Americans are scrambling to pick their health insurance plans. About 70 percent of Minnesotans of working age are eligible for plans through their employers or family members. But that figure has been dropping as fewer employers offer coverage and as the labor market slows.
For those sifting through plans on MNsure, the state’s online health insurance marketplace, selecting a health plan can be especially daunting.
That explains why the waiting room at Briva Health’s Lake Street office was bustling on a recent day with parents, young children and elderly people.
Briva is one of about two dozen navigator organizations that get grants to help Minnesotans sign up for health care plans using certified navigators.
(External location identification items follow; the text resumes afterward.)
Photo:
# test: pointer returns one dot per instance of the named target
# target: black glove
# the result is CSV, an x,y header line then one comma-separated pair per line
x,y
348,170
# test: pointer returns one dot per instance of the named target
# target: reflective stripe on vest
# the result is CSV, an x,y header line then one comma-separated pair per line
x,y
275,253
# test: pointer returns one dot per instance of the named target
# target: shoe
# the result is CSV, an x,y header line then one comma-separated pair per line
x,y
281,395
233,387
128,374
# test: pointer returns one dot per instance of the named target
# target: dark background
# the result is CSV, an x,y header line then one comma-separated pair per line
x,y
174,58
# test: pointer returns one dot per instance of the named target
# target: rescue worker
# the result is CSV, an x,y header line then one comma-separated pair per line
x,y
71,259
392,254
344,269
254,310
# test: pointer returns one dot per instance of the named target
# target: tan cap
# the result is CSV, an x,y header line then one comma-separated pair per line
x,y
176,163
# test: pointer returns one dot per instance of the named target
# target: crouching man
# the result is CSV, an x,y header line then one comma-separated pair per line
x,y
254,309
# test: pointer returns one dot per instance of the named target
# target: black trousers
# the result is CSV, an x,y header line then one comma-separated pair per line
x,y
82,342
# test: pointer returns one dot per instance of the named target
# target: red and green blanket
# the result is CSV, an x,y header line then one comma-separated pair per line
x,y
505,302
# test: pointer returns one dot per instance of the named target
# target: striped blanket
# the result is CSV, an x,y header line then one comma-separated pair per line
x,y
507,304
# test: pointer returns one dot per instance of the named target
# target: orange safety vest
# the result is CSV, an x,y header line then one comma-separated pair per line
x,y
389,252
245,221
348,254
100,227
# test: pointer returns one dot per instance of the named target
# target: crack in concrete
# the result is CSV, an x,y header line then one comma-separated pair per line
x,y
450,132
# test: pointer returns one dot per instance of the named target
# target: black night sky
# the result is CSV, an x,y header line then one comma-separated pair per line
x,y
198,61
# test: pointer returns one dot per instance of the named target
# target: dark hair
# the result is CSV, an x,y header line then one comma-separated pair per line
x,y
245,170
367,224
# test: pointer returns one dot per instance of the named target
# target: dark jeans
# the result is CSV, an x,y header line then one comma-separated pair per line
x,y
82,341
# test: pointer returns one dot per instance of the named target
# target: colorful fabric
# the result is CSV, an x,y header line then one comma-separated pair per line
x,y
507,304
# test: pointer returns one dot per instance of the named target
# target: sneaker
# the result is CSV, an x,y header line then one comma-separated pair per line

It’s been doing this work since the Affordable Care Act’s first open enrollment period in 2013 and has expanded to serve a more diverse clientele. It has multiple offices in Minneapolis and one in St. Cloud.
“A lot of people, as you know, face barriers to accessing health insurance and navigating the health care system,” said Hodan Guled, the organization’s CEO. “Briva Health was founded to kind of bridge that gap and make sure that nobody falls through the cracks in accessing the health care that they need.”
Aside from English, Guled’s staff can speak Spanish, Somali, Arabic, Amharic, Oromo and Urdu. The group also offers a translation service if there aren’t staffers on site who can speak a language that someone needs.
Navigators get the word out about their services at community events, like Cinco de Mayo celebrations. They also acknowledge the barriers that some of their clients might face, such as lack of reliable transportation. Walk-in appointments are allowed, and all of the navigator services are free.
Nate Clark, MNsure’s CEO, said navigators and brokers play an essential role.
“The whole process of shopping for health insurance and applying and selecting a plan can be complicated,” he said. “That’s why we have this network of assisters around the state who can help.”
Their directory has about 1,600 brokers and navigators across the state.
Having teams of navigators and brokers that reflect the state’s population are essential to breaking down cultural and language barriers.
Hodan Guled’s brother, Hussein Guled, is one of the navigators at Briva Health. As a Somali-American, he said he’s equipped to help clients from his community, where health insurance is a relatively new concept.
He understands why it can be confusing to pay for certain expenses in advance but still have copays at the time of your visit, and to get other bills after the medical appointment.
He also knows how health expenses can cripple a family’s finances. Roughly two-thirds of bankruptcies in America have some tie to medical bills.
“A lot of people that come to us, to be honest, they come at a time of need,” he said, including people who recently lost their jobs, are sick and suddenly need insurance. “They’re divorced. They had a child. They’re pregnant. Something major is going on in their life and they don’t need this extra headache.”
Part of his job is to tell people about ways to defray their health care costs. A recent survey found that only about 40 percent of Minnesotans who were eligible for tax credits took advantage of them.
Leilani Miles is in the waiting room at Briva Health. She’s 24 and has a young daughter. She recently went to a doctor’s appointment and learned there that she was no longer insured.
She then tried to sign up online on her own, but ran into a roadblock.
“I was just kind of at a standstill,” she said, adding that she would like to get enrolled as soon as possible so she can schedule some additional medical appointments.
This year, every county in Minnesota will have at least two carriers on the marketplace, which means Minnesotans in rural counties will have more options to choose from.
MNsure’s open enrollment period closes Dec. 23.
As that date nears, the health care navigators have a simple message: Don’t procrastinate.